ONの後の名勝負と言ったら、やっぱり掛布vs江川の対決かな。ヘルメットを抑えながら、やや前かがみにバッターボックスに入る。足の位置を決め、ピッチャーに向かってバットを立て、股間辺りのユニフォームをつまみ上げる。バットをチラッと上目遣いに見上げて、いよいよピッチャーに対峙すべく構えに入る。
さんまのまんまの掛布本人が仕草のワケを説明していたが、いま頭の中に残っている映像は以上のようだが、果たしてその順で良かったのか?明石家さんまが売れ出すきっかけは、なんとこの掛布のバッティングのモノマネ形態模写だったとは知らなんだ!さらに掛布に憧れわざわざ左打ちにしたのがあの松井である。

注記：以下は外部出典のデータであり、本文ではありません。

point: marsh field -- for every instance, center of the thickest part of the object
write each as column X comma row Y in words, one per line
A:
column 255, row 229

しゃべりのさんまは口八丁に留まらぬ手八丁脚八丁だったということか!それにこれも江川と因縁深き、小林繁投手のモノマネも掛布と並んで大いに受け、さんま隆盛の足掛かりになったという。
場所は甲子園、対巨人戦トラのこの1点を守り切り完封。小林繁の鬼気迫るピッチングには当時大いにシビレた。観ている男の母性本能までくすぐる眼光鋭き痩せ型のサイドスロウ……これぞ野球の醍醐味いまも脳裏に鮮やかだが、あんな野球…残念ながらいまは観られない!